Prelúdio: Veni, Veni, Emmanuel


Arr. Philip Lawson (recolhimento a oração e a meditação)

Oração


Saudação e Acolhimento

PAZ a todos e todas! Sintam-se acolhidas e acolhidos por esta comunidade de fé! Esta noite o Senhor nos concedeu a oportunidade de, humildemente, chegarmos até aqui para desfrutarmos de intensa comunhão e louvarmos e engrandecermos o nome daquele que é o único digno de toda honra, poder e glória! Celebremos o início do Advento, tempo de espera e de esperança para a chegada de nosso Senhor Jesus Cristo. Como é tradição em grande parte do protestantismo no dois primeiros domingos, nos preparamos para a segunda vinda do Salvador. Nos dois últimos domingos do Advento, a Igreja volta-se para a primeira vinda do Salvador, que se encarnou milagrosamente no ventre de Maria e nasceu pobre na gruta de Belém. Quando José e Maria chegaram de Nazaré a Belém não havia lugar para eles nas estalagens. As pensões estavam todas ocupadas. Sem lugar para Jesus nascer, o casal não teve outra opção senão ir para uma manjedoura. Ainda pequeno ele tem que sair às pressas de seu país e fugir para o Egito, porque foi ameaçado de morte por Herodes (Mt 2,13-23). Do Egito retorna à própria pátria, só quando a tormenta aparentemente já se acalmara.


Jesus foi forasteiro e imigrante. E passados tantos anos, torna-se a única esperança para milhares de imigrantes e pessoas refugiadas. O tema da pessoa estrangeira permeia com maior ênfase a narrativa do Antigo Testamento mas também a do Novo Testamento. A relação se Jesus com elas pode ser destacada quando encontra uma mulher siro-fenícia (Mc 7,24-30; Mt 15,21-28), o centurião de Cafarnaum (Lc 7,1-10; Mt 8,5-13), na parábola do bom samaritano (Lc 10,29-37) e também com o relato daquele único leproso – um samaritano que volta para agradecer pela sua cura (Lc 17,11-19). Todos estes encontros são marcados pela humildade e solidariedade. Esse é o exemplo que devemos seguir com os mais de um bilhão de pessoas que vivem longe de onde nasceram (quase 20% da população mundial hoje é, de alguma forma, considerada imigrante), nos entregarmos em atos não só de piedade (a leitura bíblica, oração, jejum etc), mas também a incessante prática dos atos de misericórdia (em favor do próximo, as ações em favor da promoção da vida e da justiça), conforme nos ensinou João Wesley. O Deus dos imigrantes e das imigrantes está conosco! Em um período marcado por injustiças, racismo, exploração das pessoas necessitadas. O Deus que abençoou as pessoas imigrantes no passado é esperança no presente! “Não oprima o estrangeiro. Vocês sabem o que é ser estrangeiro, pois foram estrangeiros no Egito” (Êx 23.9) e “Amem os estrangeiros, pois vocês mesmos foram estrangeiros no Egito” (Dt 10.19).
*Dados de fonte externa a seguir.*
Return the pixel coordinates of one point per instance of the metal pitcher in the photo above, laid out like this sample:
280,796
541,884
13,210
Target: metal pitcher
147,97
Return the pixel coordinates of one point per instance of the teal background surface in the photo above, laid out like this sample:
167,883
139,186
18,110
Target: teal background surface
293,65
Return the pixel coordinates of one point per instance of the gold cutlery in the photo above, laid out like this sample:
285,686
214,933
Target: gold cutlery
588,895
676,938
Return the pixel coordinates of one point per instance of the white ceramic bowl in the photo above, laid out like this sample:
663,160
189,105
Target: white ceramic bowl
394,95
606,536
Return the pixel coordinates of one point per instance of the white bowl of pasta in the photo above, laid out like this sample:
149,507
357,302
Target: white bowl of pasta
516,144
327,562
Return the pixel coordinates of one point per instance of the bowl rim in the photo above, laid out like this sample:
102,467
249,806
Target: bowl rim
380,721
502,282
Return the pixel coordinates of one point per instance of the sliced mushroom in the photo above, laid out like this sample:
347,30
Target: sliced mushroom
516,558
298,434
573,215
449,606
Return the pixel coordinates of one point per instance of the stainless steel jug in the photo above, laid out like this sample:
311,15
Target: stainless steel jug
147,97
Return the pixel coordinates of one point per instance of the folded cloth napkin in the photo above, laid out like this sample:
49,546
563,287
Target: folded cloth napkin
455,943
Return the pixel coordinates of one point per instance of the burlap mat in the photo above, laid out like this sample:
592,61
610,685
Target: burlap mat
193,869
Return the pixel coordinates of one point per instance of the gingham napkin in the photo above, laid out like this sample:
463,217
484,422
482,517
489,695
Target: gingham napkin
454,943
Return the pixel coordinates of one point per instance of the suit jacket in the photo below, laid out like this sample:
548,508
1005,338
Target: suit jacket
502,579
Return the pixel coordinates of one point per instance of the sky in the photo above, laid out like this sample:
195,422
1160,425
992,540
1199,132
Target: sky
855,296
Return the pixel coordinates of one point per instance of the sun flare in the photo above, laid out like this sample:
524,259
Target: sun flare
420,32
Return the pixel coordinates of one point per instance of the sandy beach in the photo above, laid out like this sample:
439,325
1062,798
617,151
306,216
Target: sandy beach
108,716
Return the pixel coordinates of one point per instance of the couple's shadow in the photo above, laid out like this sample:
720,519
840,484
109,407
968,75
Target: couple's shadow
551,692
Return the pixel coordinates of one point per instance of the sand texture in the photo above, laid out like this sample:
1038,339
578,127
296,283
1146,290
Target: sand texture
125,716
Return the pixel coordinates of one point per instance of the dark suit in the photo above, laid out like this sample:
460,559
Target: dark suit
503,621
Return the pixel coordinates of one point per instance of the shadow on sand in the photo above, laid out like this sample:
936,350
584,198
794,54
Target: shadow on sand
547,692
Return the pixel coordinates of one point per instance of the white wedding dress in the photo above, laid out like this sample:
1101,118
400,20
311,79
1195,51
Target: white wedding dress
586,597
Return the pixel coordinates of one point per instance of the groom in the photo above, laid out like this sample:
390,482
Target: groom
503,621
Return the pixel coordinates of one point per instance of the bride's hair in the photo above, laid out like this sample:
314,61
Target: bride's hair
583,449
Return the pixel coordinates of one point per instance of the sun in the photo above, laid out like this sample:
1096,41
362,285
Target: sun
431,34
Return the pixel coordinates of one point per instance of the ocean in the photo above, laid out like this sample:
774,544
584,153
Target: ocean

¯ Cântico de Adoração – Hino 02 (A história de Cristo)

(Enquanto se canta o hino, as crianças são convidadas a virem ao altar para que a primeira vela do advento seja acesa junto com elas. Nesse momento, pode-se trabalhar a idéia da expectativa: neste domingo é só uma, depois serão duas, três e quatro, até que chegará o Natal!)

Oração junto com as crianças no altar



Liturgia da Palabra

Primeira Leitura (Is 2.1-5)



Confissão e Perdão

Convite a Confissão

Neste momento, em nome de Jesus Cristo, o justo, que nos reconcilia com o Pai e intercede por nós, abramos nossos corações e mentes, nosso espírito, ao arrependimento, à confissão e ao perdão, para que possamos ser menos indignos e indignas de nos aproximar de Deus.



Confissão de Pecados

Deus, que acompanhas as pessoas em todos os lugares e em todas as situações de vida, ouve-nos quando a ti confessamos: A ti pertence a terra, e tudo o que nela se contém. No entanto, nós, seres humanos, criamos uma sociedade gananciosa; colocamo-nos como donos da terra e causamos a discriminação entre as pessoas. Criamos fronteiras, dividimos espaços, impomos divisas. Como se não bastasse, valorizamos certas culturas em detrimento de outras, erguemos barreiras sociais, geramos a pobreza e a riqueza, utilizamos a força da guerra, causamos a expulsão de vítimas inocentes de suas pátrias e casas, dividimos famílias. Ó Deus, como enviastes Jesus, que assumiu o pecado do mundo e deu sinais de um mundo novo; olha-nos com compaixão e renova a


face da terra. Transforma o mundo e o coração das tuas criaturas! (Elaborada por: Cat. Dra. Erli Mansk – Igreja Evangélica Luterana do Brasil).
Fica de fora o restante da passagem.